Nouvelles perspectives dans les neuropathies optiques héréditaires 

Docteur Catherine Vignal

Service de Neuro Ophtalmologie de l’Hôpital Fondation Rothschild, Paris
Centre de Référence Maladies Rares, Centre Hospitalier National d’Ophtalmologie des 15-20, Paris
Centre Ophtalmologique d’Imagerie et de Laser, Paris
 
crédit : © sturti / Getty Images / iStock

La génétique est une discipline en pleine expansion, dont les améliorations techniques successives permettent la mise en évidence d’un nombre toujours croissant d’anomalies de l’ADN nucléaire (ADNn) et de l’ADN mitochondrial (ADNm) chez les patients suspects cliniquement de neuropathie optique génétique (NOG). L’apport de la génétique dans les atrophies optiques est rapporté par Zheng et collaborateurs en 2025 dans la revue Brain, où les auteurs établissent en vie réelle les profils cliniques et génétiques chez 826 patients chinois étudiés avec un panel de 50 gènes nucléaires et les comparent aux données de la littérature. Les auteurs concluent sur l’hétérogénéité des NOG, et sur l’importance du séquençage de l’exome dans le diagnostic des formes non mitochondriales de la maladie.

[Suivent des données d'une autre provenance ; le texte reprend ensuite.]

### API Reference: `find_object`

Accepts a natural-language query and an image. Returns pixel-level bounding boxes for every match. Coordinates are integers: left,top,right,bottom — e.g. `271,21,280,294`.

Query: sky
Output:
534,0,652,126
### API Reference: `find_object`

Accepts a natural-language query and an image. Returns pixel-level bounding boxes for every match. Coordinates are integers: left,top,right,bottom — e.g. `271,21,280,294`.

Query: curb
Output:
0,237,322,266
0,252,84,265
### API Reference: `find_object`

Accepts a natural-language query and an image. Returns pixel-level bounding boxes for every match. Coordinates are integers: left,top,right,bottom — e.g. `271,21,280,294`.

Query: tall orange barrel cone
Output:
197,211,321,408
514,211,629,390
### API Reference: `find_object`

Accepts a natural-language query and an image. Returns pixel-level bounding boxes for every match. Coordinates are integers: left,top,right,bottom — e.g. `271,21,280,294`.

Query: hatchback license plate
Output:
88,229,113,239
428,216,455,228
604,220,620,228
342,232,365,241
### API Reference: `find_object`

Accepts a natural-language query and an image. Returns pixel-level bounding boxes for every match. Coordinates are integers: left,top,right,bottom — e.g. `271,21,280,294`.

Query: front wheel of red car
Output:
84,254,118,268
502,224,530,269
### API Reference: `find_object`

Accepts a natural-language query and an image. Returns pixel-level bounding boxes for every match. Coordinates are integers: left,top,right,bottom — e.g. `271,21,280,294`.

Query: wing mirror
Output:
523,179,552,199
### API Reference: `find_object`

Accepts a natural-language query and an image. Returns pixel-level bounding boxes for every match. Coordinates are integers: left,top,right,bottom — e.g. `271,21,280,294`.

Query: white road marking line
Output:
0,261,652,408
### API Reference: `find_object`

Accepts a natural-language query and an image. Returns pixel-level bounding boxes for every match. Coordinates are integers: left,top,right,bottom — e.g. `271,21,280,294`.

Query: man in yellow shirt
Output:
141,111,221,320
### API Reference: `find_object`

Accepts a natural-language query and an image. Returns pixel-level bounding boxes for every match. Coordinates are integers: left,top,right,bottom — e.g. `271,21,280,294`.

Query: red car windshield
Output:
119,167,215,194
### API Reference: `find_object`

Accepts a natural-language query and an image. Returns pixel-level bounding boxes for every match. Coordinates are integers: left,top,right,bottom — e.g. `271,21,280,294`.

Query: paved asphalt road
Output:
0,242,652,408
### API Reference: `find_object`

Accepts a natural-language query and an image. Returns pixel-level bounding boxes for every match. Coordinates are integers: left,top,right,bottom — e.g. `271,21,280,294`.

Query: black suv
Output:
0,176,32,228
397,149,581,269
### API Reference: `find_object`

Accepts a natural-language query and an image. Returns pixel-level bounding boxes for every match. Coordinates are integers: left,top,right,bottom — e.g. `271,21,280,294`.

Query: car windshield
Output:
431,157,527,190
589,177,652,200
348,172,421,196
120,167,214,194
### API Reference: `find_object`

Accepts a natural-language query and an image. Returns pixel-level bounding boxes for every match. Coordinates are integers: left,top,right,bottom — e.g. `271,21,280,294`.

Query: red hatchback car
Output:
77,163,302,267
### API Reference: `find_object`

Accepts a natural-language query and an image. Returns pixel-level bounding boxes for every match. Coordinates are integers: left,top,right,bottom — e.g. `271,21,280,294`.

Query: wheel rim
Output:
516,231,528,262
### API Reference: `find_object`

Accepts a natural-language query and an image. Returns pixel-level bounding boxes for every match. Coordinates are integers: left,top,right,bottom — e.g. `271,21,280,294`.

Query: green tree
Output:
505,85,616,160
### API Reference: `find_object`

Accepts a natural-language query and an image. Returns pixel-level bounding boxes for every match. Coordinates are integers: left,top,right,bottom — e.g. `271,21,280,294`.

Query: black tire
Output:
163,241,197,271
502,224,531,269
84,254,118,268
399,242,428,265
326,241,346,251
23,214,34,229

Quant à la neuropathie optique héréditaire de Leber (LHON), c’est l’analyse de l’ADN nucléaire (ADNn) par séquençage d’un panel de gènes qui a permis l’identification récente de cas de LHON à transmission autosomique récessive (arLHON), liés à des
mutations bialléliques de l’ADNn, rompant ainsi avec le dogme de transmission mitochondriale exclusive de la maladie. Une revue de la littérature publiée dans la revue Brain en 2023 par Guy Lenaers et collaborateurs fait le point sur ce nouveau mode de transmission et le phénotype de ces patients.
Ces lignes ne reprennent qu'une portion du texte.